Bathula Deepti R, Tagare Hemant D, Staib Lawrence H, Papademetris Xenophon, Schultz Robert T, Duncan James S
Department of Biomedical Engineering, Yale University, P.O. Box 208042, New Haven, CT 06520, USA.
Med Image Comput Comput Assist Interv. 2008;11(Pt 2):246-54. doi: 10.1007/978-3-540-85990-1_30.
Spatial modeling is essential for fMRI analysis due to relatively high noise in the data. Earlier approaches have been primarily concerned with the spatial coherence of the BOLD response in local neighborhoods. In addition to a smoothness constraint, we propose to incorporate prior knowledge of brain activation patterns learned from training samples. This spatially informed prior can significantly enhance the estimation process by inducing sensitivity to task related regions of the brain. As fMRI data exhibits intersubject variability in functional anatomy, we design the prior using Independent Component Analysis (ICA). Due to the non-Gaussian assumption, ICA does not regress to the mean activation pattern and thus avoids suppressing intersubject differences. Results from a real fMRI experiment indicate that our approach provides statistically significant improvement in estimating activation compared to the standard general linear model (GLM) based methods.

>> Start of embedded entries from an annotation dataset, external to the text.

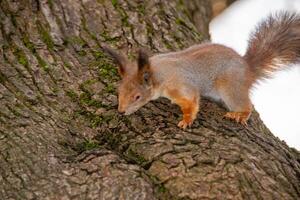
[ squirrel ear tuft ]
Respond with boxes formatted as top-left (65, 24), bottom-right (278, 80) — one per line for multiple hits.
top-left (137, 49), bottom-right (150, 71)
top-left (102, 46), bottom-right (126, 76)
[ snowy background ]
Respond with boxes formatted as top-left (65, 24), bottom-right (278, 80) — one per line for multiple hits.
top-left (210, 0), bottom-right (300, 150)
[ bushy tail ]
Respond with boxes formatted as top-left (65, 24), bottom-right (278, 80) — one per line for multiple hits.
top-left (244, 12), bottom-right (300, 79)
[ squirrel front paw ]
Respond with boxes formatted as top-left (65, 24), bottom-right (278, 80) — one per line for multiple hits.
top-left (177, 119), bottom-right (193, 129)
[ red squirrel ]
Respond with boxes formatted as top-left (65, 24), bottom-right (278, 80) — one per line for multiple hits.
top-left (103, 12), bottom-right (300, 129)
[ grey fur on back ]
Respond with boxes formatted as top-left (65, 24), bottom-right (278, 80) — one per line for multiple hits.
top-left (150, 43), bottom-right (247, 100)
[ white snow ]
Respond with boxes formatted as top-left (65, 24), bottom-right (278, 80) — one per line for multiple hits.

由于数据中的噪声相对较高,空间建模对于功能磁共振成像(fMRI)分析至关重要。早期的方法主要关注局部邻域中血氧水平依赖(BOLD)反应的空间连贯性。除了平滑度约束外,我们建议纳入从训练样本中学到的大脑激活模式的先验知识。这种空间信息先验可以通过诱导对大脑任务相关区域的敏感性来显著增强估计过程。由于fMRI数据在功能解剖学上表现出个体间差异,我们使用独立成分分析(ICA)设计先验。由于非高斯假设,ICA不会回归到平均激活模式,从而避免抑制个体间差异。来自真实fMRI实验的结果表明,与基于标准通用线性模型(GLM)的方法相比,我们的方法在估计激活方面提供了具有统计学意义的改进。